Rousseau in the 18th century will famously argue that it is society itself which constrains and binds. Man in the hypothetical state of nature is pure and innocent, the antithesis of Hobbes. It reflects a view of man before the Fall perhaps but argues that human life has to be brought under the General Will which seeks the good of all. All of these early modern considerations illustrate Scriptural insights into the human recognition of the need for an ethical principle. We have explored the biblical narrative in terms of the Noahic covenant, the Abrahamic covenant, and now we come to the Mosaic covenant as concentrated in the Ten Commandments.

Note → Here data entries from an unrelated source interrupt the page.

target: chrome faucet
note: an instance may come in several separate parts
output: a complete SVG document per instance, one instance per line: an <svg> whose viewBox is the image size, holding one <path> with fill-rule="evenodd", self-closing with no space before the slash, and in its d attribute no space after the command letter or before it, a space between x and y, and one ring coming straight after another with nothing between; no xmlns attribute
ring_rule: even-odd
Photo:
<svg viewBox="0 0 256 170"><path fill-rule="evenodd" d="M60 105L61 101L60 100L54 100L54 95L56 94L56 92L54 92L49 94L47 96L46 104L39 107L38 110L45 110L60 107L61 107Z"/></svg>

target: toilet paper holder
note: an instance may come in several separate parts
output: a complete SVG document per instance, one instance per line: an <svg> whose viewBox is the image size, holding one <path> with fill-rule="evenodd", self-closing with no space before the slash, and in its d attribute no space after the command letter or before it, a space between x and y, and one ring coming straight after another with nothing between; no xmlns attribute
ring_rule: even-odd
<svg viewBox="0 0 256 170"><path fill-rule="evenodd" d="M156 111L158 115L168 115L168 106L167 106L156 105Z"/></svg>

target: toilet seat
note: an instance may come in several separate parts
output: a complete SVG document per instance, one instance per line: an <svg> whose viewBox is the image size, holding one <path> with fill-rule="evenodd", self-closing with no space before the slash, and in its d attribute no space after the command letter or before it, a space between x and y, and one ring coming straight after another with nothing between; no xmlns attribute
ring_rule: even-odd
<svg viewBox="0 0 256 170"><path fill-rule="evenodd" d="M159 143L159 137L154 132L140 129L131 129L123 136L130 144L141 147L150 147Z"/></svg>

Presented in Exodus and again in Deuteronomy, the Ten Commandments are the universal moral code for our humanity. They challenge us by making us think more deeply about the ethical principles which underlie law and order, regulation and restraint. They are a comprehensive set of ethical principles and while they appear to be given simply authoritatively (which in a Jewish view is important as a check upon human presumption), they are also known by human reason. John Chrysostom, in the late fourth and early fifth century, argued that nine out of the ten commandments were able to be known through natural reason. Maimonides, the great Medieval Jewish theologian writing in Arabic in Cairo in the late twelfth and early thirteenth century, argues that the first two commandments – the existence of God and the unity of God – are known not just by prophetic authority but by natural reason.